Churches around the UK will hold remembrance services for the Queen on the first Sunday after her death.
The Church of England has provided parishes with special guidance on services during the mourning period.
The organisation urged churches to toll bells and open for prayer and special services after the announcement of the Queen’s death on Thursday.
The Queen was formally the Defender of the Faith and governor of the Church of England, titles dating back to Henry VIII and before that have now passed to her son.
The Queen said her religious faith was a big part of her personal life and King Charles has also described the role his own faith plays in his life.
Meanwhile, later today, the formal Proclamation of King Charles III, as the King of Gibraltar, will take place. But the thoughts of many here are still with the Queen.
“Honestly to God, we loved her,” sisters Rosemarie and Lydia tell me.
They, like many Gibraltarians, hold a deep affection for the late Queen. Her Majesty’s visit to the British overseas territory, in 1954, is etched into the collective memory as well as the landscape.

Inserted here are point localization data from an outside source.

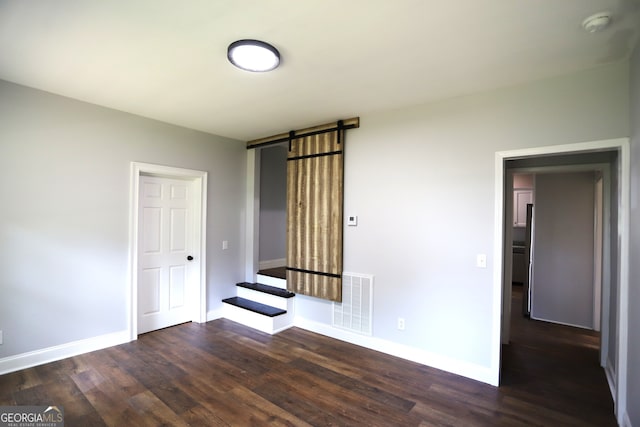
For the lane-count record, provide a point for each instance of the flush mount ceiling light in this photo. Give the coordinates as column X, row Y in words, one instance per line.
column 596, row 22
column 253, row 55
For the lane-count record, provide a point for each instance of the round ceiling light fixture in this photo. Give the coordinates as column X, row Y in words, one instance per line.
column 253, row 55
column 596, row 22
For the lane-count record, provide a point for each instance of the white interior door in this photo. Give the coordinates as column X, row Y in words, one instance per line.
column 165, row 261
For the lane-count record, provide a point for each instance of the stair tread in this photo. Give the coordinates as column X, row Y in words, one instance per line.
column 256, row 307
column 272, row 290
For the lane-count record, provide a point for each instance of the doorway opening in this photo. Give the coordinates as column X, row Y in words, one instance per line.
column 190, row 279
column 272, row 228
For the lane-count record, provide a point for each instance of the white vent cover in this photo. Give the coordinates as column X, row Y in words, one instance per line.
column 354, row 313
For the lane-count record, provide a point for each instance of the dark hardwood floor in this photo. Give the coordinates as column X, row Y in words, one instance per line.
column 222, row 373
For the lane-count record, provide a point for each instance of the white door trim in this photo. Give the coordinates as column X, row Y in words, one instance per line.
column 624, row 161
column 199, row 179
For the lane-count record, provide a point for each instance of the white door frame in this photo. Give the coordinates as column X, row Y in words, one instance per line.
column 199, row 180
column 619, row 389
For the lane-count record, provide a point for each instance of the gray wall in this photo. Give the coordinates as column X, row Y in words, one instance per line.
column 562, row 288
column 633, row 379
column 421, row 181
column 273, row 203
column 64, row 224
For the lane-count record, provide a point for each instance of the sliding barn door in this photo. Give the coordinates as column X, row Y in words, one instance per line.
column 314, row 215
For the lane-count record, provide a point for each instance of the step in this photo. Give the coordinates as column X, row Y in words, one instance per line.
column 256, row 307
column 271, row 290
column 271, row 281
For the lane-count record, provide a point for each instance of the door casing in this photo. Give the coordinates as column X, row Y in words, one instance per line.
column 199, row 180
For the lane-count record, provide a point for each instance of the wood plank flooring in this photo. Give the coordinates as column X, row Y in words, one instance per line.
column 224, row 374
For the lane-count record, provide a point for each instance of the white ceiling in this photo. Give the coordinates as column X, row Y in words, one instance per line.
column 166, row 59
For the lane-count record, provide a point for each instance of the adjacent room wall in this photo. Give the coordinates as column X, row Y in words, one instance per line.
column 64, row 221
column 633, row 377
column 421, row 181
column 273, row 203
column 562, row 288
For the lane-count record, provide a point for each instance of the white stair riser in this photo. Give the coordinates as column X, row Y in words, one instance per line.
column 263, row 298
column 272, row 281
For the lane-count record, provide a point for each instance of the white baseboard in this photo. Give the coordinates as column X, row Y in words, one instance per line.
column 59, row 352
column 214, row 314
column 272, row 263
column 465, row 369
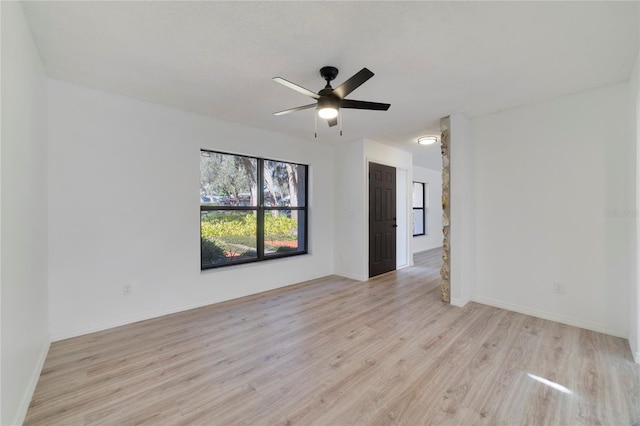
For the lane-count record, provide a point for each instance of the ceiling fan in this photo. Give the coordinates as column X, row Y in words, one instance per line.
column 330, row 100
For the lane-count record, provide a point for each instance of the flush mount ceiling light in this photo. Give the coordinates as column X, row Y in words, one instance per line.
column 427, row 140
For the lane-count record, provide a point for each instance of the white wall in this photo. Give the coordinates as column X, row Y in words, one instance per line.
column 352, row 204
column 634, row 125
column 124, row 181
column 548, row 177
column 350, row 195
column 25, row 333
column 433, row 201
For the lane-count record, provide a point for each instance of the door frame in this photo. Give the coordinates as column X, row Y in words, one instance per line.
column 403, row 209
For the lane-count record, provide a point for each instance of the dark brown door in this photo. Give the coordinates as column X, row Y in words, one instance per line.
column 382, row 219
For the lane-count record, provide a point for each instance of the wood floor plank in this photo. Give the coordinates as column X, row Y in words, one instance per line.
column 336, row 351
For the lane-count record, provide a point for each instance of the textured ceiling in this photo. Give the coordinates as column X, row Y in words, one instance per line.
column 430, row 59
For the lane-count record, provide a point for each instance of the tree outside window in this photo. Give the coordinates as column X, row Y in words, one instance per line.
column 240, row 223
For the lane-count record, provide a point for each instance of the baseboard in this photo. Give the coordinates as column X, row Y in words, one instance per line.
column 351, row 276
column 143, row 316
column 458, row 302
column 31, row 387
column 551, row 316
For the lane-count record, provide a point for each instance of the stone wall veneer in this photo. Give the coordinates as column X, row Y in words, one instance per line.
column 445, row 283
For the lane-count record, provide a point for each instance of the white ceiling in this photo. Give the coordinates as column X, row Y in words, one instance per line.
column 430, row 59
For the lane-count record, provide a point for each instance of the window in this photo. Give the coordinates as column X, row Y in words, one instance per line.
column 419, row 209
column 238, row 222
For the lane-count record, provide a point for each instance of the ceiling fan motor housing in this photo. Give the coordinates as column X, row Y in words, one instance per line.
column 329, row 73
column 328, row 102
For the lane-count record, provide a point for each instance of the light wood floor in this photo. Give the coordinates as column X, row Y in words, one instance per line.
column 334, row 351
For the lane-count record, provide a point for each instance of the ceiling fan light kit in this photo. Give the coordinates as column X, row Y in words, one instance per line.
column 330, row 100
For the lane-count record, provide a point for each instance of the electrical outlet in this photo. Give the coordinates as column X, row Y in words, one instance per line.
column 558, row 288
column 127, row 289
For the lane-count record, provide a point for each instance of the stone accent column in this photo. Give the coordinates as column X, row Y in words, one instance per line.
column 445, row 283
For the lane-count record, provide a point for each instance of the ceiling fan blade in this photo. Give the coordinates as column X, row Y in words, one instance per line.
column 287, row 111
column 295, row 87
column 353, row 83
column 350, row 103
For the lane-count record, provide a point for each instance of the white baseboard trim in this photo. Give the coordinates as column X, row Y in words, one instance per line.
column 143, row 316
column 550, row 316
column 351, row 276
column 31, row 387
column 458, row 302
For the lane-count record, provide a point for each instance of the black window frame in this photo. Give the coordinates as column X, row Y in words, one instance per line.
column 260, row 208
column 423, row 208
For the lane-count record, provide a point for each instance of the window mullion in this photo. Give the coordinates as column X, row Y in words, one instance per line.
column 260, row 218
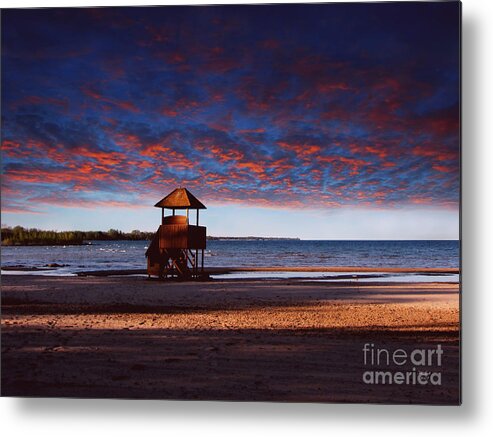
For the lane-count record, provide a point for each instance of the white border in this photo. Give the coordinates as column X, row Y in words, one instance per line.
column 63, row 417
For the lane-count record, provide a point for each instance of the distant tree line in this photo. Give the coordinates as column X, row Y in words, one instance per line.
column 19, row 236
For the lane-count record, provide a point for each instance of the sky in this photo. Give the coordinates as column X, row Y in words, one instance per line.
column 329, row 121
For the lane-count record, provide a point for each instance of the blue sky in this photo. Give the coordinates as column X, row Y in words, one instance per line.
column 347, row 114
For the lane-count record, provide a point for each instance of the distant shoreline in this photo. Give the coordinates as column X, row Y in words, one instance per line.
column 89, row 242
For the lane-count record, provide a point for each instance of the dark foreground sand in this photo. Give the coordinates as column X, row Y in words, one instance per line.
column 287, row 340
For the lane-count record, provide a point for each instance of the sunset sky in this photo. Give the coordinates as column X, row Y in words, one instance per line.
column 331, row 121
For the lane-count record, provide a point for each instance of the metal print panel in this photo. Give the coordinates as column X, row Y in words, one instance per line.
column 249, row 202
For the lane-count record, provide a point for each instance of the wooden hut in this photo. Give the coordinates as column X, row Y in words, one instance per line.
column 177, row 249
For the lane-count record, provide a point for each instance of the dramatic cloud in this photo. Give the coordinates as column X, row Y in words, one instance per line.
column 315, row 106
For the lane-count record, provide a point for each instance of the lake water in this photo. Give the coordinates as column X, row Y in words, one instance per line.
column 123, row 255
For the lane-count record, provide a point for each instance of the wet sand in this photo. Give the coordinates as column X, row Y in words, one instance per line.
column 282, row 340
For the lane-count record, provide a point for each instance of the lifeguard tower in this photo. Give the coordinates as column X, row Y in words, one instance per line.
column 177, row 245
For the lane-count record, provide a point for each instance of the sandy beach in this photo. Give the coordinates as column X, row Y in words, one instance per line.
column 268, row 340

One of its main roads was renamed to Queensway while Queen Elizabeth II’s royal cypher can be seen on the gates of the Alameda Gardens.

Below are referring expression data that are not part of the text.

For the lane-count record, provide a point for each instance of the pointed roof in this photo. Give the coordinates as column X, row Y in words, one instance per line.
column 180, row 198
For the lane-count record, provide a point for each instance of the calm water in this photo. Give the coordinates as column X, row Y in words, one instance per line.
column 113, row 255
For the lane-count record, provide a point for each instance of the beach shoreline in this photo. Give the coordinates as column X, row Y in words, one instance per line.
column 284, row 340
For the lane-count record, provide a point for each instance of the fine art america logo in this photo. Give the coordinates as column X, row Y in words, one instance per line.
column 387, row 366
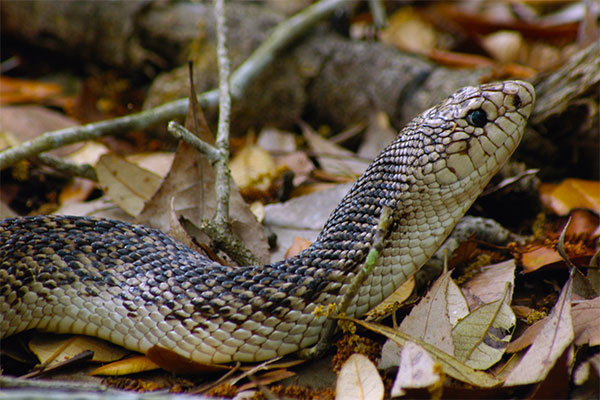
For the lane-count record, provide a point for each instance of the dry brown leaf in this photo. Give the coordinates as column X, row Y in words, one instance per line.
column 549, row 345
column 188, row 189
column 489, row 284
column 540, row 257
column 458, row 307
column 158, row 162
column 129, row 185
column 130, row 365
column 62, row 347
column 450, row 364
column 429, row 319
column 334, row 159
column 586, row 322
column 481, row 338
column 571, row 193
column 393, row 301
column 526, row 337
column 359, row 380
column 416, row 370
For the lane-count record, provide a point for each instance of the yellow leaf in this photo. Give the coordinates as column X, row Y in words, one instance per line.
column 57, row 348
column 359, row 380
column 130, row 365
column 253, row 168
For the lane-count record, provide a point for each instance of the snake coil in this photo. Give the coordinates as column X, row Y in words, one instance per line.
column 139, row 288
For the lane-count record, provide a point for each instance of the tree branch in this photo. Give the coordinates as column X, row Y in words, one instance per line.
column 282, row 37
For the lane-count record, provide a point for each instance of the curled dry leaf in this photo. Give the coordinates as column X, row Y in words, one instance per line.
column 549, row 345
column 189, row 190
column 359, row 380
column 526, row 337
column 393, row 301
column 130, row 365
column 127, row 184
column 429, row 320
column 586, row 322
column 416, row 370
column 450, row 365
column 490, row 284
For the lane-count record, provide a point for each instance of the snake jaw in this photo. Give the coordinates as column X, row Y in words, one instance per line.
column 139, row 288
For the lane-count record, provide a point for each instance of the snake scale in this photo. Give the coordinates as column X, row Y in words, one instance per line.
column 139, row 288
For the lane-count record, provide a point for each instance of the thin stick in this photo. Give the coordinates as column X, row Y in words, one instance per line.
column 282, row 37
column 222, row 173
column 179, row 132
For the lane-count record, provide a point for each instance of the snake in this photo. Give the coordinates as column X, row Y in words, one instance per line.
column 139, row 288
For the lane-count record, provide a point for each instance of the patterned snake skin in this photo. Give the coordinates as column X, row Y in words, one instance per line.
column 138, row 288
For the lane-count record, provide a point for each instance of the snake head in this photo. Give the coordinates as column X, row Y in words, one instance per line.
column 470, row 135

In an address on Friday the Chief Minister of Gibraltar, Fabian Picardo, said: “Gibraltar was her Rock, and she was ours.”
The Rock, as it’s sometimes known, lies at the southern tip of the Iberian Peninsula and has a population of over 33,000 people. Spain has a long-standing claim on the densely populated rocky outcrop but local voters have twice, in 1967 and 2002, overwhelmingly voted to remain British.
“We’ve always been considering ourselves British citizens,” says Rosemarie.
“We are Gibraltarian but we are proud to be under the Queen, now under the King.”